The latest round in the battle to save Bertrand Goldberg’s Prentice Hospital was a hearing before Judge Neil H. Cohen last Friday that had me thinking it’s too bad TruTV hasn’t hit Cook County courtrooms yet.
Cohen is a guy you might have heard of when he officiated at the wedding of Valerie Jarrett’s daughter last summer, with POTUS in attendance. Or maybe last fall, when he told DePaul law students trying to sue the school for misleading them about job opportunities to “quit whining” about it.
Of course, this is Chicago, so things are always, you know, complicated.
In the Prentice case, you may have heard that Cohen gave preservationists 30 days to amend their lawsuit against the city and the Commission on Chicago Landmarks.
He did.
Or you may have heard that he sided with the city and dumped the preservationists’ suit.
He did that too.
Both sides stumbled out of the nearly two-hour hearing at the Daley Center claiming to be pleased as punch, in spite of the fact that they’d each been used as a punching bag.
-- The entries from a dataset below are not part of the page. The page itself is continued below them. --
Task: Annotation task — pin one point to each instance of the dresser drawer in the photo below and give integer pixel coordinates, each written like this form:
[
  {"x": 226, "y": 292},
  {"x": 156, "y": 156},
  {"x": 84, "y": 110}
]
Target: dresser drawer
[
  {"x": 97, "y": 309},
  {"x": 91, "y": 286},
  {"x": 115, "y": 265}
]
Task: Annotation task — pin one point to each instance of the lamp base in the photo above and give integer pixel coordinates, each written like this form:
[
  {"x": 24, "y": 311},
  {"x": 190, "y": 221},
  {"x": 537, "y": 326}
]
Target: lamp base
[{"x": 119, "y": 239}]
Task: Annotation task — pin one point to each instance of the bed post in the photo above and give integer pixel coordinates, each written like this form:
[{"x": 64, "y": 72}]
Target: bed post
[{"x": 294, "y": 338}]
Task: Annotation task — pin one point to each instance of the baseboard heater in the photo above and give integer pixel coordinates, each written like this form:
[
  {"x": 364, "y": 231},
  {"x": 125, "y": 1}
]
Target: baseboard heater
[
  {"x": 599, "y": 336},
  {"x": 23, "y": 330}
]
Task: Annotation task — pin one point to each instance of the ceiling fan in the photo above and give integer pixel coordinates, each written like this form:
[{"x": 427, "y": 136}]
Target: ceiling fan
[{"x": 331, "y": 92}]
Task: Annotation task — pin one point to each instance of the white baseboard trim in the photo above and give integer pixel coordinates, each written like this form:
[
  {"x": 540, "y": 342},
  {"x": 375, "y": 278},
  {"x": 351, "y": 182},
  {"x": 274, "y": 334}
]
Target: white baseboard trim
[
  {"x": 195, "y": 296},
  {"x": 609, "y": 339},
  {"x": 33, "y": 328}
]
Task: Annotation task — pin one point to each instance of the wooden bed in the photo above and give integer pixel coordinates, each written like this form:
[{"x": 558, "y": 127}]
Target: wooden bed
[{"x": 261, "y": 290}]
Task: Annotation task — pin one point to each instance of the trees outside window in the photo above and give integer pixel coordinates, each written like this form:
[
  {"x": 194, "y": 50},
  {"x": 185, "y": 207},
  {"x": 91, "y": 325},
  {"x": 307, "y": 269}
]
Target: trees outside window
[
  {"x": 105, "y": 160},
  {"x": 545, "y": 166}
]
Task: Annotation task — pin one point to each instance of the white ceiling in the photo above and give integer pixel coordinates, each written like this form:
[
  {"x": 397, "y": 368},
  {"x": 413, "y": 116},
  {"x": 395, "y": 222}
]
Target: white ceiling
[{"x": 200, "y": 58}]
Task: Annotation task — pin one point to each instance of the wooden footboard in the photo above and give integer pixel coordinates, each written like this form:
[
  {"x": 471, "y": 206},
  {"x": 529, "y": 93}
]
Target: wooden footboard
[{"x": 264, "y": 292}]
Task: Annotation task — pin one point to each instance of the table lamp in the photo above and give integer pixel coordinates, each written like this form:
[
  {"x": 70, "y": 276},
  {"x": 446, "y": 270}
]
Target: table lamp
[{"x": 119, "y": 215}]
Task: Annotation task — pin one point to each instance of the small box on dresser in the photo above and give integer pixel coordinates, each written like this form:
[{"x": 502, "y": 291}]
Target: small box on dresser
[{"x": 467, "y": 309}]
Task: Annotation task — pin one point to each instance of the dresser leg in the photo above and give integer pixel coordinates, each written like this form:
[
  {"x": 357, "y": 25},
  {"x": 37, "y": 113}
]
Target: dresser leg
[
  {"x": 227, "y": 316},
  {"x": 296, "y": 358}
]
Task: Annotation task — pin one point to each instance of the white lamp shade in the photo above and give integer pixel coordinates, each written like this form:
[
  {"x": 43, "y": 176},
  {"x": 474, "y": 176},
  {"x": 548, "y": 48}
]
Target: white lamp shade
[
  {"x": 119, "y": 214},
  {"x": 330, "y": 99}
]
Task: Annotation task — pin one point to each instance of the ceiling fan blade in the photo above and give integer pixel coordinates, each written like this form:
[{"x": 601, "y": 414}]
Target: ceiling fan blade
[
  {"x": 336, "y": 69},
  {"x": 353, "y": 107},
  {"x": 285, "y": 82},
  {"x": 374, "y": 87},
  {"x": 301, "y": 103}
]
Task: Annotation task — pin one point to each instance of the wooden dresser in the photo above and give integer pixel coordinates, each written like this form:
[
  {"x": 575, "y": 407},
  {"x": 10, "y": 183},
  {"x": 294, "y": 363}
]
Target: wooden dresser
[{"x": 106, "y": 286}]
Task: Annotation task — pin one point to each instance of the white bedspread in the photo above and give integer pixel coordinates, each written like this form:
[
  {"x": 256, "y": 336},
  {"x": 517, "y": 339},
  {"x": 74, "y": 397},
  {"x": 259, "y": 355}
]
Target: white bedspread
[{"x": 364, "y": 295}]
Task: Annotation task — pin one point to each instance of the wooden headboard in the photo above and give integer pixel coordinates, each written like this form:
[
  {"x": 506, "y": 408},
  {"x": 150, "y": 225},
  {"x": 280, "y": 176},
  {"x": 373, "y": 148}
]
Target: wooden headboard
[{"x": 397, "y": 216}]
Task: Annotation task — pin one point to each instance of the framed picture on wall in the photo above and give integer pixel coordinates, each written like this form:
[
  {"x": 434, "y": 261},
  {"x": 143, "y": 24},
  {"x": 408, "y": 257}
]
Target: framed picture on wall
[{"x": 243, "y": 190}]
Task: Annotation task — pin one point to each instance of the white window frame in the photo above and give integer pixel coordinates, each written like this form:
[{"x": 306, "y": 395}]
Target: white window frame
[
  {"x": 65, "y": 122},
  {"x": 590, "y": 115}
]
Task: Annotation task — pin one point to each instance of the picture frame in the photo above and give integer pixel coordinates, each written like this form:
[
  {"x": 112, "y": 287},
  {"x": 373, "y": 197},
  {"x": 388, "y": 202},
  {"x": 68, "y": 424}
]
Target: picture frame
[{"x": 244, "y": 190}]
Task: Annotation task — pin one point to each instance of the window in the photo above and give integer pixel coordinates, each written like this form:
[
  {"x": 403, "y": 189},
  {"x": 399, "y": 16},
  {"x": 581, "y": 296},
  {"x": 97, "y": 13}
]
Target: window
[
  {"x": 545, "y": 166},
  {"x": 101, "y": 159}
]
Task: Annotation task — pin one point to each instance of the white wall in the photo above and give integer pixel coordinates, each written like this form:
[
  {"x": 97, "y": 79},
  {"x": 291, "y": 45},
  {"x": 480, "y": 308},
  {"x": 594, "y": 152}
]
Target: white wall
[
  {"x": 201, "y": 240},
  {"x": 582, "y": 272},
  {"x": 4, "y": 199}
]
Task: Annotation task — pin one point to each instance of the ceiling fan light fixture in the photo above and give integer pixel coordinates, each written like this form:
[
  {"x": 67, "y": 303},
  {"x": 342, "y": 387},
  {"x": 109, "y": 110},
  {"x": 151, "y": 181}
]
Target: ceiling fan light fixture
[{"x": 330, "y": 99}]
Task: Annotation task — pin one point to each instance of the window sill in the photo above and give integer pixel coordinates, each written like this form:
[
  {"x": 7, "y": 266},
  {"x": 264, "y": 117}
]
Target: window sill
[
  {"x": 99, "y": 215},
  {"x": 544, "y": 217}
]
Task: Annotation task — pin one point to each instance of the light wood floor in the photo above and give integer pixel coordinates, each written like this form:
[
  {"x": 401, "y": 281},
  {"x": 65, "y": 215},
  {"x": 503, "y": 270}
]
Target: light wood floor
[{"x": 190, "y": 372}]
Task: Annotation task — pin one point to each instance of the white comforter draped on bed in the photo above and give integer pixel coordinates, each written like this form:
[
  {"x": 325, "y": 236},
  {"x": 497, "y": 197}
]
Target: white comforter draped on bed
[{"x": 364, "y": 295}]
And Northwestern University—which isn’t named in the lawsuit but owns Prentice and wants to tear it down—had to keep its prewritten posthearing comments in its neatly tailored vest pocket.
At issue was a motion by the city to dismiss the lawsuit filed in November by Landmarks Illinois and the National Trust for Historic Preservation. The preservationists sued after the commission, in an unprecedented burst of bureaucratic efficiency, granted Prentice preliminary landmark designation and then rescinded it in a single afternoon.
By a remarkable coincidence, this happened just days after Mayor Rahm Emanuel announced that after careful consideration (and apparently several meetings with Northwestern), it was his opinion that Prentice should come down.
In their suit the preservationists claim that the commission violated its own procedures by acting so abruptly, exceeded its authority, and denied the public a full airing of the issues.
They asked the court to reinstate Prentice’s landmark designation and force the commission to go through its usual, more measured process.
At Friday’s hearing it looked like the judge found a lot there to agree with.
When assistant corporation counsel Mardell Nereim attempted to argue that the commission’s whiz-bang proceedings had been perfectly transparent and legal, Cohen hammered her with a barrage of clearly antagonistic questions:
“There’s a process that has to be followed, right?”
“What happens when you violate your own rules?”
“Why did you go this way?”
“Whose idea was this?”
“Did you violate your own rule, yes or no?”
Noting that a planning report that’s supposed to be triggered after a preliminary landmark designation is passed had “miraculously” been prepared before the designation, Cohen advised Nereim that “you can rescind [landmark status], but you’ve got to go there through the process.” You can’t “ambush people.” (“They had 60 days but did it in six minutes,” he would later say.)
It looked like she was dead meat.
Then, suddenly, almost as if Cohen were just thinking aloud, came this: If you are going to rescind, “give notice, give hearing, it is called due process.” But, he noted, the preservationists had “not alleged as one of their counts that it was a violation of due process. ”
Whoops.
According to a previous state supreme court ruling, said Cohen, he can’t deal with failures of the commission to follow its own rules unless they violate the constitution.
In his turn before the bench, preservationists’ attorney Martin Sinclair raised another point neglected by the city—namely, that Northwestern’s often-stated intention to tear Prentice down implies that the university is opposed to landmark designation, which should have triggered the stipulated procedures for notification and public hearing.
Which would seem to make the city’s call for dismissal moot.
But in the end Cohen found the plaintiffs’ complaint “lacking” and his own hands tied.
“I find that the amount of time and manner in which notice was given with regard to the rescission was arbitrary and not transparent, but there’s nothing I can do about that. There isn’t a due process claim here.” Since one wasn’t raised, he said, he would grant the motion to dismiss but would also give the trust 30 days to amend its complaint.
He set the next court date for Friday, February 15. In the meantime, his injunction preventing Northwestern from dropping the wrecking ball remains in effect.
The preservationists are looking into their options, including amending the suit or appealing Cohen’s ruling. They also continue to hope that Northwestern will take a look at reuse options like those proposed in a recent Chicago Architecture Club competition and showcased at the Chicago Architecture Foundation.
In the run-up to this hearing, they put on their own dog-and-pony show January 3, presenting a new economic impact report that makes a case Northwestern has attempted to ignore: there could be potentially even greater economic benefits if Prentice is revamped. BauerLatoza Studio architect and former landmarks commission member Edward Torrez offered a design by his firm that he says meets Northwestern’s specifications while “embracing” Prentice with a million-square-foot lab facility.
“We’re just asking, are there any creative ideas out there before we decide this building has to be demolished?” Torrez said. “Have we looked at all the options?”
Good luck with that.
In the hall outside Cohen’s courtroom after the hearing, Northwestern University spokesman Alan Cubbage reiterated that the university’s plan is “to build a new building on that site as soon as we can. We want a building designed for our purpose rather than a retrofit.”